Here are a few images from our coverage of ExpoCycle 2012. Click on images to enlarge.
What we took away from ExpoCycle ’12 was that, despite the media constantly speaking disparagingly about the economy, things seem very healthy in the Canadian cycling market. Both manufacturers and independent bicycle dealers (I.B.D.) are reporting stellar years. The above seasonal temperatures and unbelievably dry summer we had in Canada this year has lead to increased bike sales and service revenue. This being an Olympic year was also a contributing factor in the banner season. Ryder Hesjedal winning the Giro d’Italia and figuring prominently in the Tour de France doesn’t hurt either. Go Ryder!

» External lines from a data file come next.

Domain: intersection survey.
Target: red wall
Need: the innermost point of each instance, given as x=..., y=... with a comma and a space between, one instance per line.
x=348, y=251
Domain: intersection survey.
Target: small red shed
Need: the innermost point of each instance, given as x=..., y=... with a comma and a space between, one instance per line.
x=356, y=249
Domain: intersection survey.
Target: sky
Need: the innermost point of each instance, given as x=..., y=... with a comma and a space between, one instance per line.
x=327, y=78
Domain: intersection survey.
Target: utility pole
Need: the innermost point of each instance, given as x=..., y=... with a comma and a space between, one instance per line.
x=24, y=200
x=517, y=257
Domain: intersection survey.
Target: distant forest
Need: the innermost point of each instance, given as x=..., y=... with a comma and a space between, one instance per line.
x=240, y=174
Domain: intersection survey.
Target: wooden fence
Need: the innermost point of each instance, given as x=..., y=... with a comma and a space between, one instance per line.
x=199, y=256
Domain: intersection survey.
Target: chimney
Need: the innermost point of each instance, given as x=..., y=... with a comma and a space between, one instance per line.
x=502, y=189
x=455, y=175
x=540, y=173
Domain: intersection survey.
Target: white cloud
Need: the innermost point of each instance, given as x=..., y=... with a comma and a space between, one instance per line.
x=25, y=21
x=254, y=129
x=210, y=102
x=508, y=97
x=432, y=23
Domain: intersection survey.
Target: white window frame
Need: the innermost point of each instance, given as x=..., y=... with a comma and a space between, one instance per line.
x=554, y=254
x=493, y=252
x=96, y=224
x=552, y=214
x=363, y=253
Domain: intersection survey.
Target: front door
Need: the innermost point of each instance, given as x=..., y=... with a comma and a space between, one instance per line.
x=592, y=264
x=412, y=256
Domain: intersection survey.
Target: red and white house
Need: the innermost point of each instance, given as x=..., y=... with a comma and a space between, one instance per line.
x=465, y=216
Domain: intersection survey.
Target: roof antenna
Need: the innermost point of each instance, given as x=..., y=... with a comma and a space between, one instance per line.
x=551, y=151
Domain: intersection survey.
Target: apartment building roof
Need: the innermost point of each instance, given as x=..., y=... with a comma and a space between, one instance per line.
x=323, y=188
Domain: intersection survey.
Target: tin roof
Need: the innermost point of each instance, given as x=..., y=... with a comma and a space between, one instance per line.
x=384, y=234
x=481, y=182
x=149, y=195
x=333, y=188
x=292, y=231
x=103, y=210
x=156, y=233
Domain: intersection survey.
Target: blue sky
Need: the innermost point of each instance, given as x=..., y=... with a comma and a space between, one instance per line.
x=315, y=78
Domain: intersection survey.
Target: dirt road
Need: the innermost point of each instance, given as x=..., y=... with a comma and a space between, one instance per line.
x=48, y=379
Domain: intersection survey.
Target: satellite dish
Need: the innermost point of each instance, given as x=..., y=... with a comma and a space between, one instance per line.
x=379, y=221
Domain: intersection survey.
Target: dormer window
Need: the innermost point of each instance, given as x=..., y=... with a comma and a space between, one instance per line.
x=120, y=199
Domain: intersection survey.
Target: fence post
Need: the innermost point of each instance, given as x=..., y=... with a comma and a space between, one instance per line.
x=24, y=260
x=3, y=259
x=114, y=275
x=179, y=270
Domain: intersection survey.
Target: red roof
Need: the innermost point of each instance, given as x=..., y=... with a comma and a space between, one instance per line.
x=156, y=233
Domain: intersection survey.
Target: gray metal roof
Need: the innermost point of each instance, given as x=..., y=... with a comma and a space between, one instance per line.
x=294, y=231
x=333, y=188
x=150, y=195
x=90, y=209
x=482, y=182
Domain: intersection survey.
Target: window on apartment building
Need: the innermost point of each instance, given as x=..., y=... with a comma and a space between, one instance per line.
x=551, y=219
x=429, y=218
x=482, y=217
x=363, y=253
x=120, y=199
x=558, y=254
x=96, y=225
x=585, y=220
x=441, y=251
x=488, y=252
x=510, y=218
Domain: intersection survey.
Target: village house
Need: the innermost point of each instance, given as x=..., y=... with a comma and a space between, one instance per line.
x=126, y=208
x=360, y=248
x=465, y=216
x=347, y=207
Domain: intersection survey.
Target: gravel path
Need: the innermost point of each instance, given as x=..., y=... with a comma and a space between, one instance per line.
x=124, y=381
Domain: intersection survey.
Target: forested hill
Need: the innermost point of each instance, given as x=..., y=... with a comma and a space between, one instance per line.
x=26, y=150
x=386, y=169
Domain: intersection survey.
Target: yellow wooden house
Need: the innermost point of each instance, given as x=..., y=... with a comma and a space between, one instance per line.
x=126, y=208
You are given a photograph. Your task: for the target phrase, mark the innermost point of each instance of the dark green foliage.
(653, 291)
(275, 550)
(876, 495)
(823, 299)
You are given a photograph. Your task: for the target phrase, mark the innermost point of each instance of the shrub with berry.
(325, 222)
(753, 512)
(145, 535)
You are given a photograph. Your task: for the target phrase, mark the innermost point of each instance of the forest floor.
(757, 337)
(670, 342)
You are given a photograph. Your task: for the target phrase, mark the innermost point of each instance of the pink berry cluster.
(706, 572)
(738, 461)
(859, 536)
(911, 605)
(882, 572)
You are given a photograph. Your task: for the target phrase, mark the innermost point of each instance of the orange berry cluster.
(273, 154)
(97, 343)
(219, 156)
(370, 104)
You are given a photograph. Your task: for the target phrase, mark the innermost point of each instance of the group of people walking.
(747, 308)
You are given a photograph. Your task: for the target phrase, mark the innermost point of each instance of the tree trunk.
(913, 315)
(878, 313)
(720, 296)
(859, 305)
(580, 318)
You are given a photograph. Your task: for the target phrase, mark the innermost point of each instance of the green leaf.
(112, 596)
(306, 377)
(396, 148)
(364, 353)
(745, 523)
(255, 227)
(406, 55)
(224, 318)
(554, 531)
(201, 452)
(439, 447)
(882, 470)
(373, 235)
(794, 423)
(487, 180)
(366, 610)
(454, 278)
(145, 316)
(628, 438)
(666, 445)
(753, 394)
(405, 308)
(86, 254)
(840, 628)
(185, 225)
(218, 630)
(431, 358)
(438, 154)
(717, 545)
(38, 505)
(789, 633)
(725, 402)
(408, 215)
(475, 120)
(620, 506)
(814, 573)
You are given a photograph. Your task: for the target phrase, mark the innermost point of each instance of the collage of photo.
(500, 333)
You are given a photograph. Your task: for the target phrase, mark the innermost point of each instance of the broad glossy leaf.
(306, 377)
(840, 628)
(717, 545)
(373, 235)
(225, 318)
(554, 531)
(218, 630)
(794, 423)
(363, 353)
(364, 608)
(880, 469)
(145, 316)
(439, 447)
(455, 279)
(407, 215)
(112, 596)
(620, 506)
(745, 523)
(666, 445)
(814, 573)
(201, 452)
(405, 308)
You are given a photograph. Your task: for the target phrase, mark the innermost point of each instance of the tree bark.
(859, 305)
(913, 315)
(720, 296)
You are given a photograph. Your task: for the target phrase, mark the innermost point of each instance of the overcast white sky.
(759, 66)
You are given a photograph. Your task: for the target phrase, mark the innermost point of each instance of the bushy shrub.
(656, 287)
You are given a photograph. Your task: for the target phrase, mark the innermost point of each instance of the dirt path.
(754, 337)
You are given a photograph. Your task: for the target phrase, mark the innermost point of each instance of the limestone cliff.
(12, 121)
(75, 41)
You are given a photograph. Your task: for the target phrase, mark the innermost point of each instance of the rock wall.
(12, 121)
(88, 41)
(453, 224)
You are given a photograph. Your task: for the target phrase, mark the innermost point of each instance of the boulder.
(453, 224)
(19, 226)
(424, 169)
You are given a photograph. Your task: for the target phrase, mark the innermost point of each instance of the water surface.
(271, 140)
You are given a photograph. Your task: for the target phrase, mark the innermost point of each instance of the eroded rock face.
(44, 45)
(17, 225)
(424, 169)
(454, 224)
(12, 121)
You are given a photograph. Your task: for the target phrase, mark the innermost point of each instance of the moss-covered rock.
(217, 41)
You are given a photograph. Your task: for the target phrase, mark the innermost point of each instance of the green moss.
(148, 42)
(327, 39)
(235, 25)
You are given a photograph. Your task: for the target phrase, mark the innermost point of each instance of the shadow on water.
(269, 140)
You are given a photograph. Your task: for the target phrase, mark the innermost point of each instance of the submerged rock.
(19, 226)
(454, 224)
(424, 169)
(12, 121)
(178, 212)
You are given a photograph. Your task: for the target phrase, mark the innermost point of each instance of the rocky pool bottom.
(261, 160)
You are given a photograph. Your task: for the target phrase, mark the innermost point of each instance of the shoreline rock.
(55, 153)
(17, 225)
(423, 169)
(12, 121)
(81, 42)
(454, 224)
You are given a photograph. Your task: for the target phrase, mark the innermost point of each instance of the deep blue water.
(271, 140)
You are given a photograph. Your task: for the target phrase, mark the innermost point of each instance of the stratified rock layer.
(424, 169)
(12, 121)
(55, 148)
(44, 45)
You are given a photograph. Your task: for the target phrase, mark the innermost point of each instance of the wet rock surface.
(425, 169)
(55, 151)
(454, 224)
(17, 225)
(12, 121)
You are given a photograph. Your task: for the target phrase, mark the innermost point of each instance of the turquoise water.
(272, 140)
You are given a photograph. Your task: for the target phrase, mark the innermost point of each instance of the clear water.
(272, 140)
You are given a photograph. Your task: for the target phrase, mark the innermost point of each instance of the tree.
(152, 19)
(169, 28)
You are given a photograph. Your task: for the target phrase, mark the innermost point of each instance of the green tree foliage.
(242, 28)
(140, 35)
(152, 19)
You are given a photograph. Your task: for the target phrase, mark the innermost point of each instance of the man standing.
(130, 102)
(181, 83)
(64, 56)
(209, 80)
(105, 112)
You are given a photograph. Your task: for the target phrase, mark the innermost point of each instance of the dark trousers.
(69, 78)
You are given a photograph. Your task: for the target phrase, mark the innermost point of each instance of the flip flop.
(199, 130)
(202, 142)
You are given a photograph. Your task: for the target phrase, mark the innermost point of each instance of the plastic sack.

There seems to be a visibly elevated comfort level and overall optimism within the industry as a whole and it’s obvious in the eclectic colour pallets seen in many of the booths. Bright oranges, greens and blues are appearing everywhere from frames to shoes, often combined in one garment. These are colours an IBD would steer clear of in a volatile market. Colours like these, that are super ‘hot’ one season, may be ice cold the next and dealers typically avoid these like the plague if there is any uncertainty. You need not look further than a ski shop in the summer or the Fall Blowout Sale to see how hard it is to move last season’s ‘must have’ colour. The fact that these bold colours are back on the racks for 2013 is a good sign. A good sign for the marketplace anyway, whether chartreuse bikes look good or not is subjective.
650b was the buzz of the show and every major player has a bike in this new wheel size. The Norco Sight Killer B was one of the most impressive bikes we saw in this new class. Even though most manufactures still had 29ers in their lineup, it’s clear that 650b is the new black. Carbon frames are still popping up on the high end bikes in every category. Carbon wheels are also very popular; more than anyone believed they could be given the insane price point these wheels and rims retail for. $3000 wheelsets are not for everyone. The road bike market, which has absolutely blown up over the past few years, seems to be tapering off. The upside of this seems to be that many of the folks reintroduced to cycling by the boom in road bike sales are now taking up mountain biking.
This was a great show with lots to see. Even in our two days of coverage, snapping over 500 photos, we only scratched the surface of what the show had to offer. We were not able to cover as much road as we would have liked. This would have taken us another two days and we simply ran out of time.
We hope you all have a great 2013 season, in the shops and on the trails!